The district court first found that Rashell met the threshold requirement of proving a legitimate reason for moving. Rashell’s desire to establish a family with her new husband, her new child, and Ryley—coupled with the salary increase from Chubb’s new position—constituted a legitimate reason for the move.

The court then considered the best interests factors, including (1) the parents’ motives for seeking or opposing the move, (2) the potential the move holds for enhancing the quality of life for the child and custodial parent, and (3) the impact the move will have on contact between the child and the non-custodial parent. After weighing each of these factors, the court held that the move was in Ryley’s best interest and approved the request to move. The district court issued a final order granting Rashell “leave to remove the minor child from the State of Nebraska and to determine his primary place of residence.”
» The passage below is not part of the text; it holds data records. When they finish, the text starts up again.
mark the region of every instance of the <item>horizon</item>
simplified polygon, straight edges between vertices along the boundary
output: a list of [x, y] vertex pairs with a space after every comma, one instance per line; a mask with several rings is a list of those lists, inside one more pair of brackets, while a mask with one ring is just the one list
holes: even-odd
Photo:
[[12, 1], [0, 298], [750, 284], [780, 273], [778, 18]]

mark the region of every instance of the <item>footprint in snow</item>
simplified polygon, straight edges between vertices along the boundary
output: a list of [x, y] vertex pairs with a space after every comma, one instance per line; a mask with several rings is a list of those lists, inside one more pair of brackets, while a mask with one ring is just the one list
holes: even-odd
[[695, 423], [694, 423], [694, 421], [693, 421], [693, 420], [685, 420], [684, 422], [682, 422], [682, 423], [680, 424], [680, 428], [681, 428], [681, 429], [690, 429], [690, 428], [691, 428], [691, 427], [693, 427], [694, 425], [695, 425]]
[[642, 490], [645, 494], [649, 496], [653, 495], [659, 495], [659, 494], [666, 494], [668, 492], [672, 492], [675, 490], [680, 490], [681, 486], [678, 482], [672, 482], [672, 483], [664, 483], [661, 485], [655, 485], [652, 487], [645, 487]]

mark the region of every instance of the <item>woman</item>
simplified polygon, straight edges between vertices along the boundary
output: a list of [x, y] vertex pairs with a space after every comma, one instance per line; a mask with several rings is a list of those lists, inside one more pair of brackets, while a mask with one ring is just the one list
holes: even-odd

Ryan appealed the order, arguing that the district court erred in (1) finding that Rashell demonstrated a legitimate reason for leaving Nebraska with Ryley; (2) finding that it was in Ryley’s best interests to relocate to Washington, D.C.; (3) granting Rashell the “opened-ended right” to relocate outside of Nebraska; and (4) not finding that a material change in circumstances warranted a change in custody.

The issues in this case do not involve the legal framework applied by the district court, but rather involve the court’s application of that legal framework. On appeal, questions concerning child custody determinations are reviewed de novo, and the district court’s judgment will be upheld in the absence of an abuse of discretion.

In response to Ryan’s first argument, the Nebraska Supreme Court upheld Rashell’s desire to live with her new spouse near the location of his job as legitimate. Likewise, the Court, finding no abuse of discretion, upheld the district court’s finding that moving to D.C. with Rashell was in Ryley’s best interests. Because the district court applied the correct legal analysis, the Court refused to overrule the weight given to specific factors within that analysis. For the same reasons, the Court found that Ryan’s fourth argument lacked merit. Because the district court properly granted Rashell permission to move to Washington D.C, with Ryley, the move could not constitute a material change of circumstances warranting a change in custody.

However, the Court did find merit in Ryan’s third argument, that the district court erred in granting Rashell “open-ended” permission to relocate Ryley to Washington D.C., and then to the unknown location of Chubb’s new job. Under Maranville v. Dworak (2008), “a Court cannot delegate to a custodial parent, who has obtained permission only for removal of a child from Nebraska to one state, the authority to move the child to yet another state without permission.” The district court granted Rashell permission to move Ryley to Washington, D.C., but the court’s order says nothing about then moving Ryley to Missouri or Alabama. Thus, the district court did not (and could not) grant Rashell the authority to move Ryley to another state without permission. The Court modified the order to make clear that the permission granted to remove Ryley from Nebraska extends only to Washington, D.C. If Rashell later wants to move Ryley to Missouri or Alabama, she will again need permission from the court.

The Nebraska Supreme Court affirmed the district court order as modified to grant Rashell permission to relocate Ryley only to Washington, D.C.